A final decision on whether the additional Guard units will be required next year in Iraq will not be made for months, the officials said, and the full extent of the Guard role next year will depend on whether the situation in Iraq improves in the meantime.
It has been clear since Mr. Bush announced his plan last month that additional reservists could be required in Iraq, but the numbers and the identity of the specific units involved had not been previously disclosed.
Changing the reservists’ schedules means abandoning previous promises that they would get several years between deployments. And the acceleration means that soldiers who usually drill just once a month and for a few weeks in the summer will have to begin intensive preparations right away.
“We’re behind the power curve, and we can’t piddle around,” Maj. Gen. Harry M. Wyatt III, commander of the Oklahoma National Guard, said in an interview. He added that one-third of his soldiers lacked the M-4 rifles preferred by active-duty soldiers and that there were also shortfalls in night vision goggles and other equipment. If his unit is going to be sent to Iraq next year, he said, “We expect the Army to resource the Guard at the same level as active-duty units.”
He also noted that one of the brigade’s battalions that could deploy to Iraq next year was now in Afghanistan and was not scheduled to return until April, which would leave its soldiers with just over a year at home before having to leave for Iraq in June 2008. He said discussions were under way with top Army officials about providing necessary equipment and extra compensation for reservists in the Oklahoma Guard’s 45th Brigade Combat Team if the unit was sent back to Iraq two years earlier than planned.
Capt. Christopher Heathscott, a spokesman for the Arkansas National Guard, said the state’s 39th Brigade Combat Team was 600 rifles short for its 3,500 soldiers and also lacked its full arsenal of mortars and howitzers.
Of particular concern, he said, is the possibility that the prospects of going to Iraq next year could cause some Arkansas reservists not to re-enlist this year. Over the next year roughly one-third of the soldiers in the 39th will have their enlistment contracts expire or be eligible for retirement, Captain Heathscott said.
Guard and Reserve units were used most extensively in Iraq and Afghanistan in 2004, and have regularly supplied brigades throughout the fighting. The reinforcements now heading for Iraq will raise the number of combat brigades now in Iraq, only one of which is a Guard unit, to around 20 total. Thousands of additional Reserve support troops would also be required sooner, officials said.
To draw more heavily on Reserve units, the Bush administration announced in January that it was revising rules that limited call-ups of Guard members. The previous policy limited mobilization of Guard members to 24 months every five years, but prolonged and large deployments in Iraq and Afghanistan led the Pentagon to abandon that rule.
The new guidelines allow units that have already been deployed in the last five years to be called up again, but the Pentagon has said that it will try to limit the total time Guard units are mobilized to a year, instead of the current year and a half to two years.

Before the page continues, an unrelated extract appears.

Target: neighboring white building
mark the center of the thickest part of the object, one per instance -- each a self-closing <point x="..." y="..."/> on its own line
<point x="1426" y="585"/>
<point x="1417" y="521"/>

Given that they would be in Iraq for about nine months, that would leave only three months for training before they go. In the past, six months of training has been the norm before heading to the war zone.
To make up the difference, officials said the soldiers would get more part-time training, close to home, before being mobilized. That would cut the time they have to spend away from their jobs and families, Captain Heathscott said.